"As surely as there is a voyage away, there is a journey home."
-Jack Kornfield

18 November 2010

Lumbini. Pilgrimage

Walking the dusty paths, the same strides taken by pilgrims from all Buddhist faiths, the countriesas diverse as the skin tones, as scattered as the tongues, as varied as the hues of the clothes that drape; Cambodians and Thais in bright orange temple robes; Sri Lankans and Vietnamese in the deep browns of the monsoon season earth; Tibetans in maroon and crimson.

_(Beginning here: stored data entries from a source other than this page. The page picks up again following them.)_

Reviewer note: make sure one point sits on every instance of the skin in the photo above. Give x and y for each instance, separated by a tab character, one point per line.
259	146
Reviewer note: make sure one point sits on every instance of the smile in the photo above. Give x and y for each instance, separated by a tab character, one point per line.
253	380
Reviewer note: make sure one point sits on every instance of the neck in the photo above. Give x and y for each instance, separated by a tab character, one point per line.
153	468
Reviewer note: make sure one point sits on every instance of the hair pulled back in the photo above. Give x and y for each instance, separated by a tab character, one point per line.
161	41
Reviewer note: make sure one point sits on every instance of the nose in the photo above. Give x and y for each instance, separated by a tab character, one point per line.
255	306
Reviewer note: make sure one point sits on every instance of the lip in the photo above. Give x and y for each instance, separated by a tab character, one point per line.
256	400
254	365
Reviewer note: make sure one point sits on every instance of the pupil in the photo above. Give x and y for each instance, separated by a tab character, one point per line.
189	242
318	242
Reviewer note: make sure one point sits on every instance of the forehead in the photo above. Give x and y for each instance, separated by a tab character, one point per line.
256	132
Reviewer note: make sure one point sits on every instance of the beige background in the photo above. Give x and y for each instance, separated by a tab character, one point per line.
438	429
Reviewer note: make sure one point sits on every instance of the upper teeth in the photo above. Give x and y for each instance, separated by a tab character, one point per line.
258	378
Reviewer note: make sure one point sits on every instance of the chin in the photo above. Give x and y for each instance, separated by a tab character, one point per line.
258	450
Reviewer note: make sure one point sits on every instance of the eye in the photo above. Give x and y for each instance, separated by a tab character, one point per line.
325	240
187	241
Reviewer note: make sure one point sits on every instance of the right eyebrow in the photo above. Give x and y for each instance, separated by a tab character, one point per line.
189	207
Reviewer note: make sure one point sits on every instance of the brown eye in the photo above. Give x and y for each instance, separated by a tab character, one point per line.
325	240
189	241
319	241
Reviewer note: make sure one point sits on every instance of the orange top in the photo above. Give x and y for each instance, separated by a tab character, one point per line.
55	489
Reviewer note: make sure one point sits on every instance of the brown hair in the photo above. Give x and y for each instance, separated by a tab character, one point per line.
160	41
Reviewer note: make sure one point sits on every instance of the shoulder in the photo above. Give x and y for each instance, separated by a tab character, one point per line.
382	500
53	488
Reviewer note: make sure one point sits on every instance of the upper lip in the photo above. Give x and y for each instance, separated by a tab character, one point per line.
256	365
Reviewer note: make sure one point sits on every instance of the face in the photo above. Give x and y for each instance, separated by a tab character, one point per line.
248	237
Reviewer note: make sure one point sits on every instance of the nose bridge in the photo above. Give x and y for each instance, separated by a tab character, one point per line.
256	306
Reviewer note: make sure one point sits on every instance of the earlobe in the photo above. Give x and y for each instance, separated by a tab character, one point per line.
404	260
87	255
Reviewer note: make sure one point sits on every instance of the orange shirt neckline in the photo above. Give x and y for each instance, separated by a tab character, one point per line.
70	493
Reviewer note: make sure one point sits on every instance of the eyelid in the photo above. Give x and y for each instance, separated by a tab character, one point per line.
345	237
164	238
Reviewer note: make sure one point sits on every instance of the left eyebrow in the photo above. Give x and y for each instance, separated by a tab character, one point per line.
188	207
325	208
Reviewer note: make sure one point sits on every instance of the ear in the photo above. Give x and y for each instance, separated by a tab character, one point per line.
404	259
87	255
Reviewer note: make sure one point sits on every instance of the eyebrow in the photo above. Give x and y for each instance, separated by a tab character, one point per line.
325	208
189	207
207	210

Millenia ago, on these same dusty paths, the same ancient rice paddies dotting the fading horizon, the same crickets greeting the flaming orange horizon, the same primal screams of roving bands of jackals under the starry sky, walked the Buddha himself, a simple man, a simple message.

The chanting of the Korean monks reverberated off the cavernous confines of the unfinished, concrete gray temple; the sound waves collided with my silent mind and stirred my soul.

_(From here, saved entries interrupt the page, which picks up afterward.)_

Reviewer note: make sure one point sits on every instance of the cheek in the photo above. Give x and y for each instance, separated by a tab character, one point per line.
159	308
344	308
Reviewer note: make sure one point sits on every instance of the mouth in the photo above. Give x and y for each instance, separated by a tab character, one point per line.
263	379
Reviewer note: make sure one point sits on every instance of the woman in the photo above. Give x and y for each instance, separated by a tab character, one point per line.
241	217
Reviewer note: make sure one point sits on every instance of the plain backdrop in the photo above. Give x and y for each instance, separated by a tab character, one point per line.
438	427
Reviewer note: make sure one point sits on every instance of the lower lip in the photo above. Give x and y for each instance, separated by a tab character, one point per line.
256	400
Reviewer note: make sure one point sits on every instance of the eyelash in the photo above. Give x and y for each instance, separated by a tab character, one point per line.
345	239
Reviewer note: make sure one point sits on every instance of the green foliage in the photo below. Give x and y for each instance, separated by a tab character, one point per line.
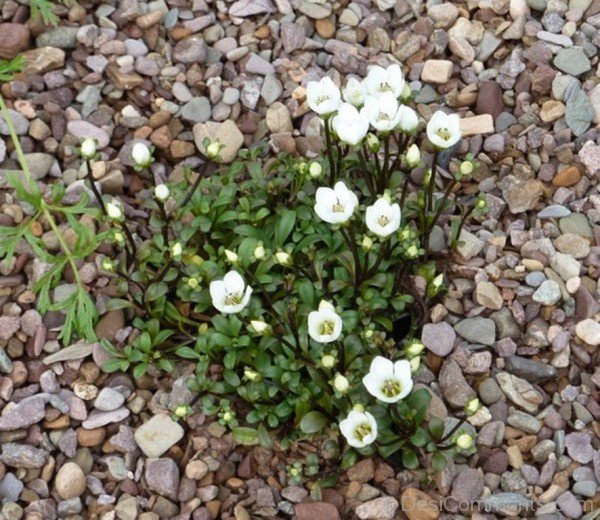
78	306
8	68
43	9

I smiled deeply and bowed to the moment. What an astonishing adventure this has been, all these years.



“The Tibetans liken the mind to a great clear sky, a cloudless sky. All the phenomena of the mind and body are happenings in this clear sky. They are not the sky itself. The sky is clear and unaffected by what is happening. The clouds come and go, the winds come and go, the rain and sunlight all come and go, but the sky remains clear. Make the mind like a big clear sky and let everything arise and vanish on its own.”